It is imperative for the Congress to be seen as a serious formation engaged in politics 24 by 7
The united fight and the conclusive victory of the Congress in the Karnataka Assembly election seem to have infused some sense of urgency and purpose in the way of functioning of the party’s national leadership which has fast-tracked the reconciliation talks between its estranged leaders in the election-bound Rajasthan. The marathon talks party president Mallikarjun Kharge and leader Rahul Gandhi have held with chief minister Ashok Gehlot and his resident dissident Sachin Pilot appear to have arrived at a tentative truce which could see the party putting up a joint fight against an equally faction-ridden BJP in the state.
The rebellion in the state unit of the Congress is as old as the Gehlot government with the rebel faction wanting it to be a Pilot government. The apathy of the central leadership had on several occasions in the past brought the government to the brink but Mr Pilot’s lack of numbers and the reluctance to part with the party kept the government going. Even the high command’s attempts to kick Mr Gehlot upstairs as party president did not succeed as he had the political savvy to foresee what was in store for him.
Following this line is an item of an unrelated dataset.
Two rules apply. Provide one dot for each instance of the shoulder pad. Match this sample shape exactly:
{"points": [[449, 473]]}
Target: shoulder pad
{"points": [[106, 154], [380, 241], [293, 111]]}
Given the ground realities, the party can at best hope for a dynamic equilibrium instead of a permanent settlement in the state.
It is imperative for the Congress to be seen as a serious formation engaged in politics 24 by 7 if it is to lead the Opposition challenge against a Narendra Modi-led BJP in the 2024 Lok Sabha election. Three of the five states — Rajasthan, Madhya Pradesh, Chhattisgarh and Mizoram — that will go to polls this year will see a head-on fight between the Congress and the BJP and the party needs a creditable performance in them to sustain the tempo the Karnataka results have infused into the party. The earlier the stakeholders of the Rajasthan truce realise this, the better.